Expanding The Frontiers: From The Solar Corona and The Wind to Evolving Space Weather of Planet Hosting Stars

Abstract

Magnetically driven space weather (SW) from the Sun in the form of the solar wind, flares, coronal mass ejections (CMEs) and associated solar energetic particles (SEPs) interact with the Earth’s upper atmosphere and can cause dramatic impacts on space- and ground-based technological systems. Detection of over 5000 exoplanets suggests that close-in, rocky exoplanets around magnetically active F-M dwarfs should be exposed to more extreme SW. The Kepler and TESS missions have revealed frequent superflares on cool G–M planet-hosting dwarf stars, providing a mechanism by which host stars could directly influence the physical and chemical evolution of exoplanetary atmospheres. While stellar superflares can be directly detected and characterized in X-rays, FUV-UV, optical, and radio wavelengths, the signatures of Extreme UV emission and stellar winds, CMEs and associated SEP events are poorly understood and require detailed theoretical modeling. This paper describes the knowledge gaps in understanding stellar quiescent and eruptive outputs in the space between host stars and their exoplanets referred to as astrospheres as a crucial component of habitability in the universe. The major open science questions are: (1) How can we use the data-driven Sun-as-a-Star models to characterize the atmospheric and wind environments of other G, K and M dwarf stars? The knowledge of these space weather factors is critical in characterization of exoplanetary atmospheric dynamics, chemistry and escape, the critical factor of habitability; (2) How does the time-dependent evolution of surface magnetic fields trigger solar and stellar (super)flares and associated coronal mass ejections (CMEs) and solar/stellar energetic particles (SEPs)?
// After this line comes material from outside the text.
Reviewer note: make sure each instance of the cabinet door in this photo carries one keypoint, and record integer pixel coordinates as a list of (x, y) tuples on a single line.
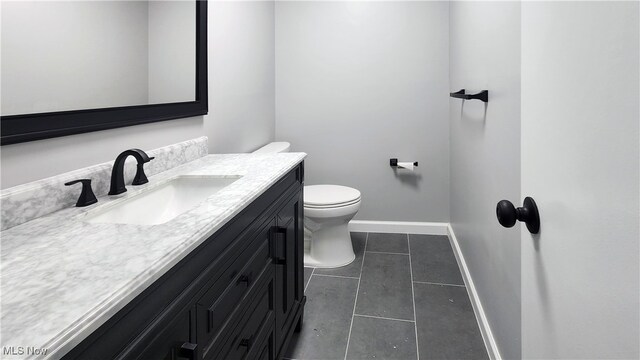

Here, we provide recommendations for the development of heliophysics models and their extension to describe stellar quiescent and eruptive environments over the next one decade to provide the predictive capabilities for the current and upcoming great observatories including the James Webb Space Telescope (JWST) and the UltraViolet/Optical/InfraRed (UV/O/IR) large mission concept, as well as ground-based facilities.